O jornal afirma que a firma do assessor foi mantida na folha de pagamentos por causa de sua relação com o presidenciável John McCain, que em 2006 já era forte candidato à disputa pela Casa Branca.
Assim, de 2000 ao final de 2005, Davis recebeu quase US$ 2 milhões (R$ 3,6 milhões) como presidente da coalizão Homeownership Alliance, que as companhias hipotecárias criaram para ajudá-las a se opor às novas regulamentações e proteger sua conexão com o governo --que permitia que emprestassem dinheiro do governo a juros baixos.
Davis disse ao jornal que nunca trabalhou para as empresas, mas sim para a Homeownership Alliance, que inclui outras organizações e cujo objetivo é promover a compra de imóveis por pessoas físicas.
Em resposta à reportagem, a campanha de McCain divulgou comunicado no qual afirma que Davis deixou a firma e parou de receber o salário em 2006.
"Posições do senador McCain em assuntos políticos são baseadas no que ele acredita ser de interesse público", disse Jill Hazelbaker, porta-voz de McCain, ressaltando que o trabalho de Davis na firma não afetou a campanha de McCain.
Réplica
A conexão entre Davis e as gigantes de hipotecas envolvidas diretamente com a crise financeira dos EUA surgiu depois que a campanha de McCain divulgou duro ataque ao rival democrata, Barack Obama.
McCain afirmou que Obama tem ligação com os problemas das duas empresas e pediu a Jim Johnson e Franklin Raines --apoiadores de Obama e ex-executivos da Fannie Mae-- que devolvam milhões de dólares em pagamentos recebidos pela empresa após deixarem seus cargos.

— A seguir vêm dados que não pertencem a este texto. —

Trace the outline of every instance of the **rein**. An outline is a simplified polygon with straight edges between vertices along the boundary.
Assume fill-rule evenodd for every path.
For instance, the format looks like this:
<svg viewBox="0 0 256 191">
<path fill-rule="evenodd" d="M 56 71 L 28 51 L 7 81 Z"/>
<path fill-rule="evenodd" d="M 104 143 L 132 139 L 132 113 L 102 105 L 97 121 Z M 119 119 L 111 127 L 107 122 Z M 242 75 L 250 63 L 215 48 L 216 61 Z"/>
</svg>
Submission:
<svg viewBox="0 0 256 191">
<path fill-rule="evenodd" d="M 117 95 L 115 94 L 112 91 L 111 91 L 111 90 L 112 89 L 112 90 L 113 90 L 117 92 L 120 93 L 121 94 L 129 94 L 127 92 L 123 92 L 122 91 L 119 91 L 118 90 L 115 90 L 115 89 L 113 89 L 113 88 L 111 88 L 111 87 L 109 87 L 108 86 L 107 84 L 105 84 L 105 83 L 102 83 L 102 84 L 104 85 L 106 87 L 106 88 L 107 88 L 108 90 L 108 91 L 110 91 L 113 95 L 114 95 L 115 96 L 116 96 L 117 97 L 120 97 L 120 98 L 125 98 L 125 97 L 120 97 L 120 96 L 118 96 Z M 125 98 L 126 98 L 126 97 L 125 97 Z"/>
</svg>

Johnson foi escolhido por Obama para liderar a equipe de busca por um companheiro de chapa, mas recusou o cargo depois que McCain e outros republicanos começaram a criticar seu trabalho em acordos de hipoteca.
A equipe de McCain divulgou recentemente um, anúncio de televisão no qual afirma que Raines está entre os assessores de Obama em políticas de habitação. A campanha democrata divulgou comunicado negando que o empresário esteja na lista de assessores do senador.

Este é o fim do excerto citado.